Dès lors ces trois mots-d’ordre ne sont ici rien d’autre que des incantations ayant pour fonction de verrouiller les petites troupes sans viser une once de commencement de réalisation. On remarquera que pour être sûr de n’adresser le message qu’à ses propres adhérents et sympathisants, le POID ne met guère là en avant l’expression de la volonté de classe d’imposer une vraie démocratie, et ne parle d’ailleurs pas de démocratie, mais d’un gouvernement ouvrier, et pas n’importe lequel, mais « LE » « gouvernement ouvrier », s’il-vous-plait : l’emploi de la formule algébrique a précisément pour fonction de ne pas être compris des ouvriers !

Nous avons choisi ici ces deux exemples non pour le plaisir de la polémique, ni pour les renvoyer dos-à-dos, mais parce qu’ils présentent une certaine symétrie : dans le premier cas, celui du NPA (dont les positions sont d’ailleurs diverses et fluctuantes), les besoins du mouvement réel sont formulés mais sans recherche de leur structuration en vue de gagner et sans saisie du fait que la question du pouvoir doit être à la base de cette structuration, non parce que ce serait là un dogme, mais parce que les choses s’ordonnent réellement ainsi ; dans le second cas, celui du POID, la « leçon » de ce que la « question du pouvoir » doit être scandée est connue et appliquée, mais en opposition ou pour le moins en décalage avec un mouvement réel qui n’est ni saisi, ni compris.

Le mouvement réel quant à lui continue, à son rythme qui intègre la pesanteur des appareils politiques et syndicaux, d’avancer sur sa propre ligne, et sa ligne c’est d’affronter l’exécutif pour le chasser tout en faisant monter à la surface et en exprimant l’ensemble des revendications.

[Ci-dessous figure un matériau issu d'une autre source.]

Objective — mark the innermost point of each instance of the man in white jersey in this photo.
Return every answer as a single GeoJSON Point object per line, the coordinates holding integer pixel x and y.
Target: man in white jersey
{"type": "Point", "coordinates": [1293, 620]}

Ce mouvement d’ensemble avait commencé avant les gilets jaunes au moyen desquels il a franchi un seuil décisif dans sa force et dans son expression. Il ne se limite pas aux gilets jaunes mais englobe les grèves dans les entreprises et les services, toujours en augmentation, les suites de la première mobilisation de la jeunesse, et la mise en mouvement progressive des personnels de l’enseignement public, particulièrement, à l’étape actuelle, dans les lycées, dont certains en région parisienne se sont mis en grève reconductible.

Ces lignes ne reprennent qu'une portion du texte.